When you're computation-bound, what are your options?
[epistemic status: hastily written, high-level overview lacking practical grounding]
Python isn’t known for it’s speed. It has a purposefully dumb interpreter which is get blown out of the water, both in throughput, memory consumption and start-up speed, by almost all compiled languages. This is usually fine, because you’re just trying to ship a gosh-darned website or quickly whip together a data-cleaning pipeline. Typically, other bottlenecks, such as network speed, memory access times, algorithmic approach, ability to scale across multiple machines or user perception take precedence.

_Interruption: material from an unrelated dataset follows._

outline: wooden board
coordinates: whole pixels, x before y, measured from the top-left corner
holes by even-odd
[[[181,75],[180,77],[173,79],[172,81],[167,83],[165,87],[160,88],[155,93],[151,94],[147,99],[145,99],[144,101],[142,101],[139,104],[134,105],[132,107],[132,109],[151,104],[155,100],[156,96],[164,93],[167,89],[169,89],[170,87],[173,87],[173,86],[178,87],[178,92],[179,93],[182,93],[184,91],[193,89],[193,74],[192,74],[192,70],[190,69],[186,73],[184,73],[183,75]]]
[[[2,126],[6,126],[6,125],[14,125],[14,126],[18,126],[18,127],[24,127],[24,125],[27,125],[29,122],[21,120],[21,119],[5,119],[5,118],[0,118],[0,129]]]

But sometimes, the throughput of your code and it’s memory consumption on a single CPU-only machine is the primary limitation. In my experience, this typically happens when you’re dealing with scientific code. Specifically, when you’re operating on large collections of array-structured data, often using the Numpy and Pandas libraries.
For example, Python has been a computational bottleneck for me when I was implementing Dynamic Time Warping and when developing the Nengo CPU backend.
Before going wild with alternative interpreters, libraries or even a totally new language, it’s important to make sure you’re using Numpy and Pandas correctly.
I assume you’ve already seen for yourself how Numpy and Pandas are faster than raw Python code. The internals of how they do things faster is outside of the scope of this post. Basically, Pandas and Numpy store tables and arrays in a special format which allows for quick access from memory, takes up little space and run super fast in parallel using specialized CPU instructions.
However, Numpy and Pandas are only fast for certain use cases. Specifically, when writing Numpy and Pandas code, it is important to:
Avoid loops; they’re slow and often unnecessary.
If you must loop, use built-in iterators, such as
apply(), instead of iterating over structures.
Operate on the whole array, series or DataFrame without indexing or iteration. This is typically called “vectorisation”.
This is covered in greater depth in this Pandas and this Numpy blog-post. If you’re using the Numpy and Pandas libraries, you gotta use them right.
If you’re having trouble with vectorisation and using features correctly, I recommend posting questions on Code Review StackExchange. It helped me understand Numpy vectorisation techniques and Pandas
Pandas and Numpy are essentially high-level interfaces to libraries of highly optimized numerical operations, such as MKL, OpenBLAS and Atlas. The performance of these libraries is extremely hardware-dependent. For example, MKL tends to work poorly on AMD hardware and should be replaced with OpenBLAS. In my experience, the easiest way to do this is by installing
conda. However, if you really need every ounce of performance possible, each backend should be profiled and considered.
Sometimes using vectorized Numpy code isn’t enough and you need to get weird. For example, Nengo implemented a computational graph compiler, discussed in this PR and this paper. Basically, many small Numpy computations were combined into fewer Numpy computations operating on larger arrays. This allowed the code to spend less time in Python and more time running Numpy routines.
Although using and configuring gets you quite far, you eventually may need to attack Python’s interpreter speed itself.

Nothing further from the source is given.